Looking at the developing markets, the MSCI Emerging market stock index retreated 1.74%. Year to date, the developing market index is down 11.91%. Investors poured money into these markets for more than a decade, but these same investors are now shying away. The currencies in India, Turkey, and Indonesia among others are plummeting. Some investors fear another 1997-98 Asian style financial crisis might be on the horizon. Nobel laureate Paul Krugman is less certain of turmoil however saying, "the crucial point back then was that...many business [in the crisis countries] had large debts in dollars, so that falling currencies caused their debts to soar, causing widespread financial distress. That problem isn't completely absent this time around, but it looks much less serious." Note that the twin contractions of local stock prices and declining currency conversions lead to attractive asset valuations and export-led recoveries which should eventually deliver better returns.
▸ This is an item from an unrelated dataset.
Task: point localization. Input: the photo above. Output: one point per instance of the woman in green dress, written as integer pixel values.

Even if a multi-year bear bond market in yields has begun, a significant counter-trend rally is possible this fall. The Fed may introduce tapering that is less than forecast or could introduce stronger forward guidance which might prove reassuring to the markets and lead to a relief rally. In August, the yield on the 10-Year Treasury Note increased by 19 basis points to end the month at 2.772% or 1.10% higher over the past four months. The 30-Year Bond yield fell 2 basis points to 3.694%, while the 5-Year Note yield climbed 1 basis point to 1.624%.
August was a challenging month for global equity and fixed income markets. However price strength across energy markets and precious metals made commodities a respite during the overall decline. Oil climbed to 3.3% in August to $114.35 per barrel due to possible supply disruptions in Syria and Egypt. Gold and silver gained 6.1% and 18.6% respectively for the month, coming back 21.4% and 37.8% respectively after their one-year lows in late June.
In conclusion: a number of short-term risks—such as an expansion of the conflict in Syria or the spiraling currency crisis in the emerging markets—could create additional uncertainty in the coming month. Disciplined investors with diversified and balanced portfolios are well positioned to ride out these unknowns, and reap the long-term rewards.